Nella storia dei due patroni di Roma, “ci ispira la loro volontà di aprirsi ai cambiamenti, di lasciarsi interrogare dagli avvenimenti, dagli incontri e dalle situazioni concrete delle comunità, di cercare strade nuove per l’evangelizzazione a partire dai problemi e dalle domande posti dai fratelli e dalle sorelle nella fede“.
Al centro del Vangelo odierno, c’è soprattutto “la domanda che Gesù pone ai suoi discepoli, e che rivolge anche a noi oggi, perché possiamo discernere se il cammino della nostra fede conserva dinamicità e vitalità“: «Ma voi, chi dite che io sia?» (Mt 16,15).
“Se non vogliamo che il nostro essere cristiani si riduca a un retaggio del passato, come tante volte ci ha ammoniti papa Francesco, è importante uscire dal rischio di una fede stanca e statica, per chiederci: chi è oggi per noi Gesù Cristo? Che posto occupa nella nostra vita e nell’azione della Chiesa? Come possiamo testimoniare questa speranza nella vita di tutti i giorni e annunciarla a coloro che incontriamo?“, ha detto ancora Prevost.
Secondo il Santo Padre, “l’esercizio del discernimento, che nasce da questi interrogativi, permette alla nostra fede e alla Chiesa di rinnovarsi continuamente e di sperimentare nuove vie e nuove prassi per l’annuncio del Vangelo“.
Il Pontefice ha concluso l’omelia salutando gli arcivescovi ai quali, subito dopo ha consegnato il pallio, simbolo che “esprime la comunione con il Vescovo di Roma, perché nell’unità della fede cattolica, ciascuno di voi possa alimentarla nelle Chiese locali a voi affidate“.
Nel corso della celebrazione eucaristica a San Pietro, hanno ricevuto il pallio dal vescovo di Roma 54 arcivescovi metropoliti, tra cui si segnalano tre italiani (mons. Antonio D’Angelo, arcivescovo metropolita de L’Aquila; mons. Saverio Cannistrà, arcivescovo metropolita di Pisa; mons. Angelo Raffaele Panzetta, arcivescovo metropolita di Lecce) e due cardinali (Stephen Brislin, arcivescovo metropolita di Johannesburg (Sudafrica); Robert Walter McElroy, arcivescovo metropolita di Washington (Usa).
Più tardi, nel corso dell’Angelus, il Papa si è soffermato sull’attualità del martirio dei Santi Pietro e Paolo, il cui sangue, assieme a quello di “molti altri martiri“, ha “fecondato” la Chiesa. “Anche ai nostri giorni“, ha detto, “in tutto il mondo ci sono cristiani che il Vangelo rende generosi e audaci persino a prezzo della vita. Esiste così un ecumenismo del sangue, una invisibile e profonda unità fra le Chiese cristiane, che pure non vivono ancora tra loro la comunione piena e visibile“.

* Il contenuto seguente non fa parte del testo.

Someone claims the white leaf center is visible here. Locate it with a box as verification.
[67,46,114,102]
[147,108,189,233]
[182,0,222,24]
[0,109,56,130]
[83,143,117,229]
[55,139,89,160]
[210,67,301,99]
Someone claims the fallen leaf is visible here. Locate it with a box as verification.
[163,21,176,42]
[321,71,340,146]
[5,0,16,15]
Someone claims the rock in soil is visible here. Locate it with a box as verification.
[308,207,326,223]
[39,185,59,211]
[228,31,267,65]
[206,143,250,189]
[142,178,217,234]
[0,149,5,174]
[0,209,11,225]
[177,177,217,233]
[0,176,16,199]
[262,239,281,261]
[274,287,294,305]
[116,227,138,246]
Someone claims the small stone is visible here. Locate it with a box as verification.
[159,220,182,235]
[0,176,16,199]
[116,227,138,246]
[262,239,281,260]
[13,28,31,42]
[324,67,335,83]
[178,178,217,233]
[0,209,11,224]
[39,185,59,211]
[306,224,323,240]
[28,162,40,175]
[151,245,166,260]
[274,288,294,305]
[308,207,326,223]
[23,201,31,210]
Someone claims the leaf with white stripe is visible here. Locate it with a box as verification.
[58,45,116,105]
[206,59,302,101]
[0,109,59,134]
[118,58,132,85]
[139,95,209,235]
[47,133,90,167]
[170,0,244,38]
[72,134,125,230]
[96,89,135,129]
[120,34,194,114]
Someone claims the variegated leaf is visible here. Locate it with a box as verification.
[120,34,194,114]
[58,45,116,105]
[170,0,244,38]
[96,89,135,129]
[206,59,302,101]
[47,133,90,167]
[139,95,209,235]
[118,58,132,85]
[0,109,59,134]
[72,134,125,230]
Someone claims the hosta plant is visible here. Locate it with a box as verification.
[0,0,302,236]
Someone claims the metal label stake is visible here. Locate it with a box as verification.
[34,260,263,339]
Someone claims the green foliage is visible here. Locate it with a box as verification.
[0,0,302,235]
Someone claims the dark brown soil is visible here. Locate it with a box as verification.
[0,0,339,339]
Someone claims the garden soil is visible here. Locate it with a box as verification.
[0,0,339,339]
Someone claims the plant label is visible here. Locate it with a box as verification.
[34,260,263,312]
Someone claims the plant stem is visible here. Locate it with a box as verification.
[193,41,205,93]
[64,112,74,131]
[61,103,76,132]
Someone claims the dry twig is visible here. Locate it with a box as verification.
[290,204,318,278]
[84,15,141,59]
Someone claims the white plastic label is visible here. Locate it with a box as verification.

“Questa piazza e le basiliche papali di San Pietro e di San Paolo ci raccontano come quel rovesciamento continui sempre e se si trovano ai margini della città antica, fuori le mura, come si dice fino ad oggi“, ha sottolineato il Pontefice aggiungendo che “chi segue Gesù si trova a camminare sulla via delle beatitudini, dove la povertà di spirito, la mitezza, la misericordia, la fame e la sete di giustizia, l’operare per la pace, trovano opposizione e anche persecuzioni“.
“Sulle tombe degli apostoli, meta millenaria di pellegrinaggio, anche noi scopriamo che possiamo vivere di conversione in conversione. Il Nuovo Testamento non nasconde gli errori, le contraddizioni, i peccati di quelli che veneriamo come i più grandi apostoli. La loro grandezza, infatti“, ha detto in conclusione il Santo Padre, “è stata modellata dal perdono il Risorto. Più di una volta è andato a prenderli per rimetterli sul suo cammino. Gesù non chiama mai una volta sola. È per questo che tutti possiamo sempre sperare, come ci ricorda anche il Giubileo“.